Há um pequeno planeta azul na órbita do Sol. Nesse planeta vivem milhares de milhões de peregrinos. Não peregrinos no sentido religioso da palavra. Peregrinos porque caminham. Porque procuram. Porque passam a vida inteira à procura de respostas para perguntas que raramente encontram solução. Quem somos? Porque estamos aqui? O que faz uma vida valer a pena?
Cada ser humano percorre o seu caminho carregando sonhos, medos, esperanças e cicatrizes. Uns caminham mais depressa. Outros mais devagar. Mas todos seguem viagem. Caminham por dentro, atravessando fases, quedas, reencontros, perdas e descobertas que nem sempre sabem nomear.
Esta crónica, na verdade, nasceu num momento muito concreto. Num instante de silêncio, na Notre-Dame do Luxemburgo. Foi ali, naquele espaço carregado de tempo, de silêncio e de presença, que percebi com nitidez esta ideia simples: que todos nós, de alguma forma, somos peregrinos. E que talvez não estejamos a caminhar sozinhos como pensamos.
Mas há algo que distingue estes peregrinos de simples viajantes. Eles não caminham apenas pelo espaço. Caminham pelo amor.
O amor é, talvez, a primeira grande desorganização do universo humano.
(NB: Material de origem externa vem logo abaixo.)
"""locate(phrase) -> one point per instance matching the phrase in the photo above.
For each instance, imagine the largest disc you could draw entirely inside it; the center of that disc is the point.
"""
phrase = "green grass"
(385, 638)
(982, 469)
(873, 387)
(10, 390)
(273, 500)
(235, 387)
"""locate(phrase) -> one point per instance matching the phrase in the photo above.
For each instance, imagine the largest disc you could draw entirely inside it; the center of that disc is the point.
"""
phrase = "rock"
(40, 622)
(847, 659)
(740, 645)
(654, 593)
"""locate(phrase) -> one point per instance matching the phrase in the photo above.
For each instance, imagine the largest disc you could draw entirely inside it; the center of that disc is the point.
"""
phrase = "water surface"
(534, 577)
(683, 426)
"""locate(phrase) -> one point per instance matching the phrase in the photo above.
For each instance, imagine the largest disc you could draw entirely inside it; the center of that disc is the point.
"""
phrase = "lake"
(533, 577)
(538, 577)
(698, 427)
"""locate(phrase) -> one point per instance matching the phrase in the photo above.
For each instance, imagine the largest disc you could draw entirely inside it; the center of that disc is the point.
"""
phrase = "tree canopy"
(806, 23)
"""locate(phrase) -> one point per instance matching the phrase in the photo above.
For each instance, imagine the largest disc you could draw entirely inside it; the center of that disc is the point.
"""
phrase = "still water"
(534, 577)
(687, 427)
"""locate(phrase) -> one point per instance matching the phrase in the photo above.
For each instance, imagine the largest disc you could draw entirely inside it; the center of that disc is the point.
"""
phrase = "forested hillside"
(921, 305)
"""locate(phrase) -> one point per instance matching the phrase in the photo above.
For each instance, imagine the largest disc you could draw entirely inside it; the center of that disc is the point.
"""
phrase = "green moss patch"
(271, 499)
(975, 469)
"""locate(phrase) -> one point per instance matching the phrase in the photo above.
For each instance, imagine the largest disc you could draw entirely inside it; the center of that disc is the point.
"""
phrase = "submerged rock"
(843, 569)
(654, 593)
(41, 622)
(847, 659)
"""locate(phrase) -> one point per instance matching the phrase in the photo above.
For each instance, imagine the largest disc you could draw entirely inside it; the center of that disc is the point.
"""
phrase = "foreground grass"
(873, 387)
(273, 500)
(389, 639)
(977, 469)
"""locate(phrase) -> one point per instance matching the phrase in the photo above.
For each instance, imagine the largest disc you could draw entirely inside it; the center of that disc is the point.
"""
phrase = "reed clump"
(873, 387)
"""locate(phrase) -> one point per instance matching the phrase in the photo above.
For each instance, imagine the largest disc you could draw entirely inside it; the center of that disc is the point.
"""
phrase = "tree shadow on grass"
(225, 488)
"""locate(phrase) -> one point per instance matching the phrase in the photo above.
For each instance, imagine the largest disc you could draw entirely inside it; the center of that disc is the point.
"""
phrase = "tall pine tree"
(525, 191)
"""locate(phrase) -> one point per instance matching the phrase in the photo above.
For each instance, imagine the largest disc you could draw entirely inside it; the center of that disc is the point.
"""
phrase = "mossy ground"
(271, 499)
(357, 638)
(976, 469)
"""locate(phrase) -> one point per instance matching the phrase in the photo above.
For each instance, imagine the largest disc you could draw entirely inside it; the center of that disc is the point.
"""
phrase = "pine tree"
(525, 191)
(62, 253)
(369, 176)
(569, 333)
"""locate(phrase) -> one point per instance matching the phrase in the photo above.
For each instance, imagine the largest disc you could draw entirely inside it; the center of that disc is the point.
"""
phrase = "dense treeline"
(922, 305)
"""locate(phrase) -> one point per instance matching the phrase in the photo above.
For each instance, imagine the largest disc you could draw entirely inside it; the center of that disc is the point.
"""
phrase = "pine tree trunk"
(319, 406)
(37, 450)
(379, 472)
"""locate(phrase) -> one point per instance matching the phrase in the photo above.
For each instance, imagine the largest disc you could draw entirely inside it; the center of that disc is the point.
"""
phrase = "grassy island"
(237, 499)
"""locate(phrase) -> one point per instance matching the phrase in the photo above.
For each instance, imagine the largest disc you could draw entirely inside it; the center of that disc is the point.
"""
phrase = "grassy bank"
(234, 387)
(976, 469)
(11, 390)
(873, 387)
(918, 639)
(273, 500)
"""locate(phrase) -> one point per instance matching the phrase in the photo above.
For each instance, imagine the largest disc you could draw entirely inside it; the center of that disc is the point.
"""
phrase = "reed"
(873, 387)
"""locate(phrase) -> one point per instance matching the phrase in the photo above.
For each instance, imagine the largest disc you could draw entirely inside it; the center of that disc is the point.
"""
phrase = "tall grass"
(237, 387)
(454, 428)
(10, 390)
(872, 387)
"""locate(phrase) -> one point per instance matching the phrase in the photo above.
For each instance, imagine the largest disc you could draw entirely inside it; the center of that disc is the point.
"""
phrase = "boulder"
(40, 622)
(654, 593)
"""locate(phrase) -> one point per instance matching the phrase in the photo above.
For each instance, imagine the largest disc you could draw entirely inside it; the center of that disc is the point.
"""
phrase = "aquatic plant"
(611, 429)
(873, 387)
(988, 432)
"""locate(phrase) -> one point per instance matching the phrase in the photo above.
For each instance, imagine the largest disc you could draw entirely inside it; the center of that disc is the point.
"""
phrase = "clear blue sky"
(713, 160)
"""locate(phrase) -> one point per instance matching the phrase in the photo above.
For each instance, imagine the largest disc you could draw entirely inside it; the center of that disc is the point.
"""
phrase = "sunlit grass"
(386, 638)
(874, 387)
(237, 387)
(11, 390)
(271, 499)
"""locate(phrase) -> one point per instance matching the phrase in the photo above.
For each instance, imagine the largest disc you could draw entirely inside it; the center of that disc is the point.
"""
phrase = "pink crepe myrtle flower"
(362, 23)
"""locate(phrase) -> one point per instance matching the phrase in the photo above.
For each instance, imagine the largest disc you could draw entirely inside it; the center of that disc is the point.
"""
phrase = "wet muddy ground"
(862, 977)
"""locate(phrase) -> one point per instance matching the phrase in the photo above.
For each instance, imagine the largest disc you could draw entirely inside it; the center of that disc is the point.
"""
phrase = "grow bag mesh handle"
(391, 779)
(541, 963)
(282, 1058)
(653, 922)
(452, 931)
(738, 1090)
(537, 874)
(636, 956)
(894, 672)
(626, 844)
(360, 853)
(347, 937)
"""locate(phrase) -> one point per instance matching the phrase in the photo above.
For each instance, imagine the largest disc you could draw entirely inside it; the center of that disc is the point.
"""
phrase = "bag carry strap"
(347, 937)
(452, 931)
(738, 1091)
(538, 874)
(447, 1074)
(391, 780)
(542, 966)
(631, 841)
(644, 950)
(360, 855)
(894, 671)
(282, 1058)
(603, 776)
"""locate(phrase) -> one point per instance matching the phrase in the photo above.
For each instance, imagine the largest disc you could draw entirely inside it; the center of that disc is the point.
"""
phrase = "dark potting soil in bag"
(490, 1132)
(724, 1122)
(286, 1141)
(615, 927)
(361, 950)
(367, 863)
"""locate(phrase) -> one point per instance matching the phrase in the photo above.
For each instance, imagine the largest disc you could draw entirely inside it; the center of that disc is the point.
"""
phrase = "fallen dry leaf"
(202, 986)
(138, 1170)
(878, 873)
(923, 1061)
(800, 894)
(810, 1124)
Um peregrino olha para outro peregrino e, de forma completamente irracional, decide que aquele ser lhe é essencial. Não porque seja útil. Não porque seja lógico. Mas porque sim. Porque algo dentro dele reconhece, naquele outro, o seu próprio caminho. É assim que começa o amor.
O amor carnal, o amor romântico, aquele amor que desarma qualquer racionalidade. Dois peregrinos que se encontram e, por momentos, deixam de ser dois. Esquecem o planeta, tudo à sua volta, esquecem o ruído, esquecem até o medo. Ficam reduzidos a uma coisa simples e perigosa: a vontade de ficar.
Mas o amor não se esgota aí.
Porque há outro tipo de amor que não pede corpo nem posse. Um amor mais silencioso. Mais discreto. Mais resistente ao tempo. Chamam-lhe amizade.
E talvez seja aqui que a humanidade se salva. Há uma ideia que me acompanha há muito tempo, frequentemente associada a António Lobo Antunes, que diz que a amizade é uma das formas mais puras de amor. Um amor sem exigência. Sem propriedade. Sem cobrança. Um amor que não precisa de explicação para existir. E quanto mais se vive, mais se percebe que isto é verdade. Porque há peregrinos que entram na nossa vida sem aviso. E ficam. Não por obrigação. Mas por escolha.
Recentemente, tive a felicidade de encontrar alguns desses peregrinos no Luxemburgo. À partida éramos apenas desconhecidos, vindos de caminhos diferentes. Mas o que aconteceu ali ultrapassou qualquer formalidade. Fomos recebidos com uma generosidade rara. Com uma hospitalidade que não se ensina… sente-se!
Abriram-nos as portas. Abriram-nos as mesas. Abriram-nos o tempo. E, acima de tudo, abriram-nos o coração.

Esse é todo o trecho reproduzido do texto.